El psicoanalista supo de inmediato que aún no estaba listo para dibujar aquella posibilidad. No volver a verlo era casi tan devastador como que, de lograrlo, le negase su cariño.

Especulación negativa.

—¿Cómo describirías esas aguas? —dijo de repente, con su alemán marcado con un acento argentino imborrable, recuperando aquella metáfora para desmembrarla y dotarla de sentido.

—¿Confusas? —murmuró. Sus ojos descendieron hasta tropezarse con la biblioteca y, por un efímero instante, descubrió que el otro también había leído «Criminal», preguntándose si, acaso, ese texto era el origen de la película furor del momento. Quizá, se lo preguntaría más tarde. Finalizada la divagación añadió—: Sí, confusas y movedizas. Siento que por querer huir de él… comencé nadando contra la corriente y he llegado a una profundidad de la que no sé cómo salir. A veces, me veo buscando entre lo turbio la presencia de alguien que quedó en alguna orilla perdida. A mi alrededor, el horizonte. Y atrapado en la contradicción de querer hundirme del agotamiento… o salir, para disfrutar de quiénes me llaman desde la arena.

—¿El cansancio se siente tan abrumador como para desmoronarse?

Los dedos de Tom juguetearon con un hilo suelto de su camiseta. Cerró los ojos rezando por no encontrarse, otra vez, con aquel adolescente fantasma.

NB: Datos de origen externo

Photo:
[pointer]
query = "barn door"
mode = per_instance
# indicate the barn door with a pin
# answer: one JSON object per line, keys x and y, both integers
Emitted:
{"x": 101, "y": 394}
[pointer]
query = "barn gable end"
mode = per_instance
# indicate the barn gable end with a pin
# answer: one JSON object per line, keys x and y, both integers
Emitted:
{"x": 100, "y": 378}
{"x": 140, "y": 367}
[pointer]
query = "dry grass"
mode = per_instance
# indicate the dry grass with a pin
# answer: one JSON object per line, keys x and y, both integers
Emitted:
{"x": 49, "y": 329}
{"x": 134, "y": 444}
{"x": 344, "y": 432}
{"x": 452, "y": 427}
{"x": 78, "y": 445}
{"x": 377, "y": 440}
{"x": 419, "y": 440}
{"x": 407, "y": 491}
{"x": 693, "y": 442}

—A veces… —musitó angustiado—. A veces, sí. No puedo lidiar con esto. No quiero, pero soy esclavo de la incertidumbre.

—Esclavo —reafirmó el terapeuta—, creo que has elegido una definición correcta, pues el «no saber» es lo que, no solo te paraliza, sino que te inhabilita de poder disfrutar del resto de tus relaciones. Mira, es inherente al ser humano estar esperando algo. Usualmente, lo asociamos a la concreción de algún sueño o deseo. El conflicto aparece cuando depositamos tantas expectativas que olvidamos lo que ocurre en el proceso. El error más común, de hecho, es presionarnos al extremo por alcanzarlas. ¿No sientes que el temor ante lo que puede pasar te está empujando hacia el lado opuesto a lo que realmente quieres hacer que, en este caso, es encontrarlo? Creo que una persona adulta con las condiciones que tú gozas podría hallar a otro. Han pasado cuatro años y las opciones pueden ser muchas. Entonces, ¿qué te detiene? ¿A qué le temes verdaderamente? ¿Al vacío, al rechazo o al olvido?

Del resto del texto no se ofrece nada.